Decía Aristóteles que «el hombre es un ser social por naturaleza», necesitamos a los demás para sobrevivir, un hombre aislado no puede desarrollarse como persona. «El que no puede vivir en sociedad, o no necesita nada para su propia suficiencia, no es miembro de la sociedad, sino una bestia o un dios», manifestó el filósofo griego. Cuando nos sentimos solos en un lugar nos desorientamos, nos sentimos intimidados, nuestros músculos se tensan —atacar o huir—, las demás personas parecen medir algo más que nosotros a pesar de sacarles, en algún caso, una cabeza y media. No estamos en nuestra zona de confort, y se nota.
De forma cíclica, en nuestra vida pasamos y pasaremos por muchas ocasiones así; trastocamos nuestra estabilidad social con cada decisión que tomamos, sin saberlo, igual que en aquellos videojuegos donde según tus decisiones el protagonista acabaría ahorcado, ahogado o decapitado —lo sé, nunca se me dieron bien esos juegos—. Hay mil caminos que los seres humanos podemos tomar en nuestra vida, algunos más transitados que otros. Sin embargo, entre los jóvenes, hay un camino que todos los años se colapsa, yo hablaré de este.
¡Pum!, de repente te encuentras en otra ciudad, empiezas la Universidad sin conocer nada ni a nadie, sabes que necesitas estar a X hora en X sitio, tu misión para ir sobreviviendo es no separarte de esa directriz. Basta un simple primer instante con las personas que están en tu misma situación para comenzar a sentirte cómodo, apenas has hablado con alguien y mucho menos has entablado una amistad, pero te relajas, has entrado formalmente dentro de un grupo social donde todos buscan la comprensión de todos. Pasan los primeros días y cada vez te sientes más seguro, ya has descubierto a una chica que te sonaba de tu instituto, a un loco de los coches al que ayudaste a cambiar la rueda pinchada del Volkswagen de una chica que resulta que nació justo el mismo día que tú, a un atleta ganador —y futuro ganador— de un montón de medallas, a una apasionada de su cantante favorito que cuando se agobia es como si todo su alrededor se acelerara, a un chico nervioso pero inteligente del que no serías nada sin su ayuda constante, a una indecisa que te golpea cuando bebe, a una chica de ojos saltones que te hace pasar de quererla a odiarla en tan solo un microsegundo, a un chico callado pero que cada vez que habla sube el pan, a una «belieber-potterhead» —concepto que es necesario crear para describirla, ahí va mi aporte— o a una «amante del campo» con unos estornudos de los que no puedes escapar.

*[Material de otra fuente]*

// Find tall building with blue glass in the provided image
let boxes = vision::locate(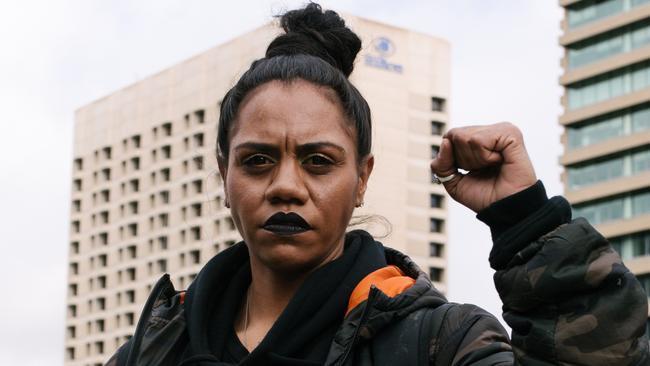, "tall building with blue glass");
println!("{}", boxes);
[559,0,650,329]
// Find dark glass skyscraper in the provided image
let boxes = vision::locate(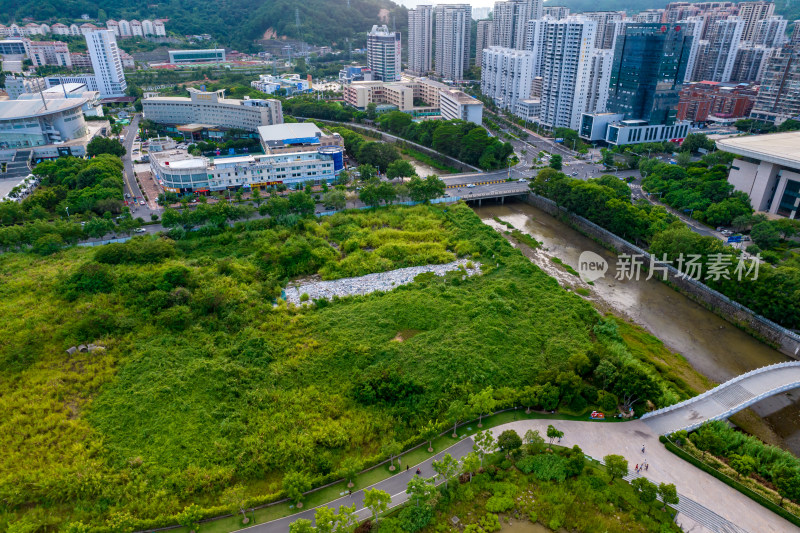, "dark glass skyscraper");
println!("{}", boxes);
[607,23,692,125]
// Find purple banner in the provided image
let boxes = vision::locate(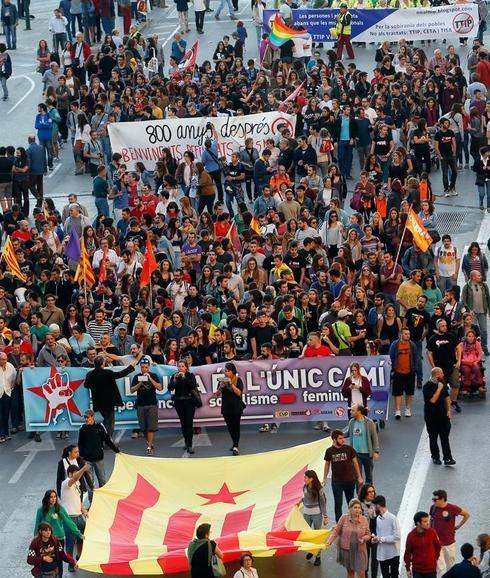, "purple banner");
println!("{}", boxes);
[159,355,390,425]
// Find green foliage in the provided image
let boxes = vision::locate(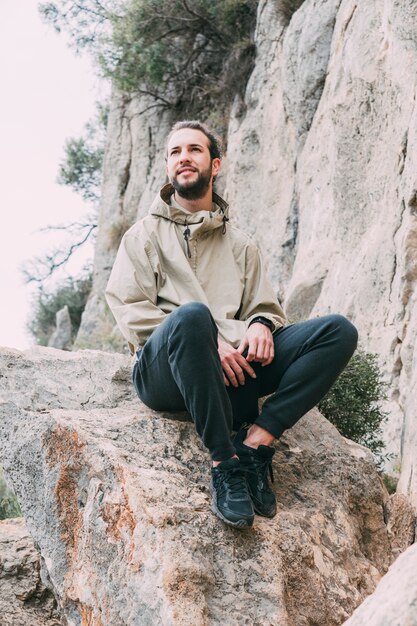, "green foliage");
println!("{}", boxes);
[58,103,108,203]
[0,467,22,520]
[278,0,304,24]
[382,474,398,495]
[28,272,92,346]
[318,351,386,462]
[41,0,258,117]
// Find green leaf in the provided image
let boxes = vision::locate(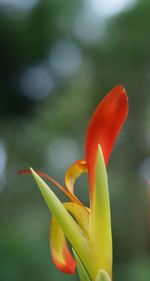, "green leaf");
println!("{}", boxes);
[64,202,89,236]
[90,145,112,276]
[95,269,111,281]
[72,249,92,281]
[31,169,88,257]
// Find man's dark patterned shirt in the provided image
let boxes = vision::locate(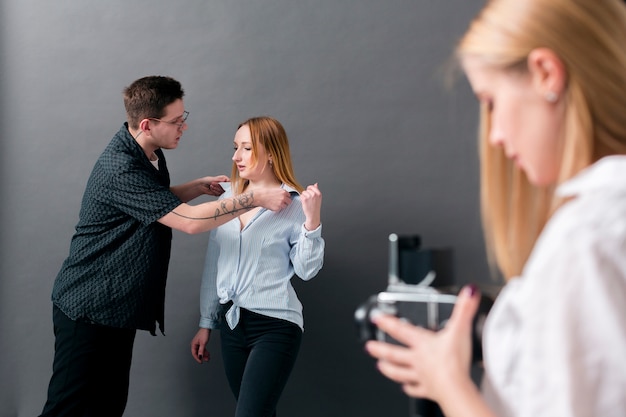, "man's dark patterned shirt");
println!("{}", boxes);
[52,124,181,334]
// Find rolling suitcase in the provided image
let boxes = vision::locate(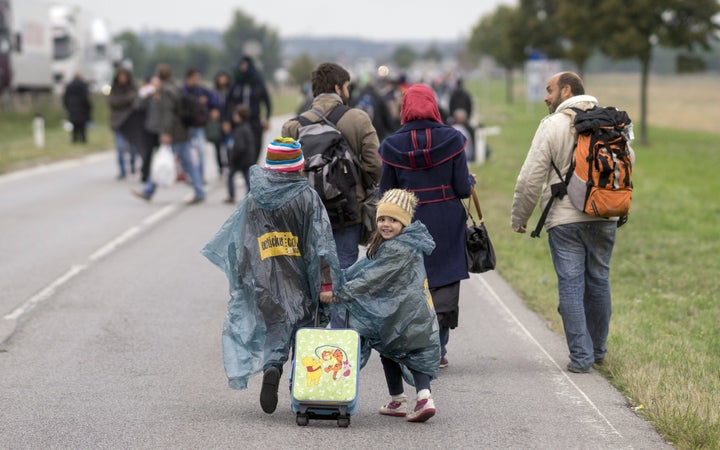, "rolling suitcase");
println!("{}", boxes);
[291,328,360,428]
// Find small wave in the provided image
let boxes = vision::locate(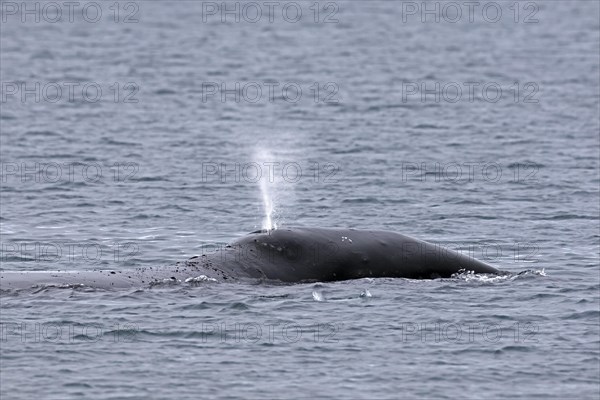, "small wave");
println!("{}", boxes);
[451,268,547,283]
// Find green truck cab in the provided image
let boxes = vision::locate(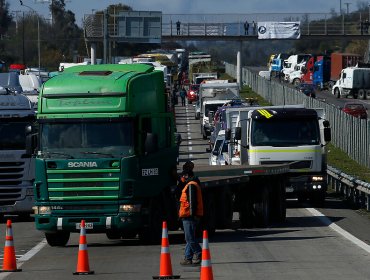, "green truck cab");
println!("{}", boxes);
[34,64,178,246]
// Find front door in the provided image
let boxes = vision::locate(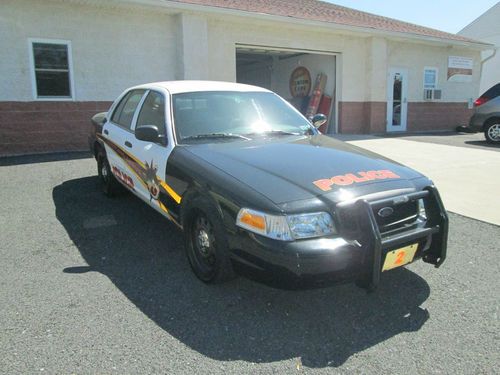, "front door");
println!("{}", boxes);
[387,68,408,132]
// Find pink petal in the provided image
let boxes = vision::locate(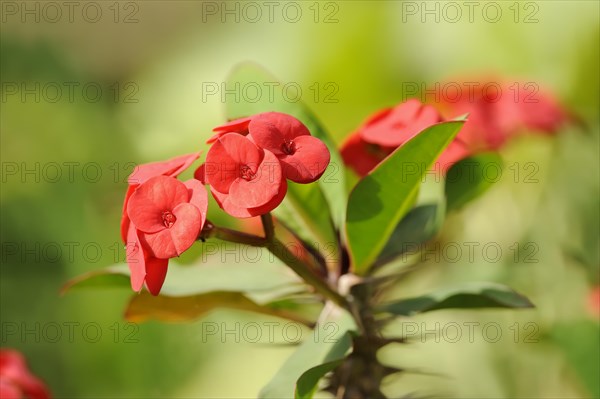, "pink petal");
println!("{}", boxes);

Y de repente te das cuenta de que cuando pasas días sin ellos les echas de menos, con sus rarezas, sus manías, sus risas… te das cuenta de que pondrías la mano en el fuego por cada uno de ellos, que todos te impulsan de la misma forma que les impulsas a ellos, y de repente ya no estás solo. Estás dentro de una familia donde cada miembro es igual de importante que el resto, donde si cae uno van todos a levantarle, es una familia acogedora, que da calor, en la que te sientes cómodo y de la que no te quieres ir. Sirvan estas palabras como mi más sincero homenaje a todos ellos.
Este camino por el que todos empezamos a caminar al mismo tiempo está lleno de aventuras, de cosas que te pueden hacer llorar, emocionar, enfadar y hasta pararte un segundo a un lado para observar a todos los que han decidido acompañarte a tu lado. Los observas con una media sonrisa, igual que pienso estas líneas observándolos en la cafetería mientras hablamos del último drama que ha surgido, estás en familia… y el maldito café está ardiendo y llegamos tarde a clase.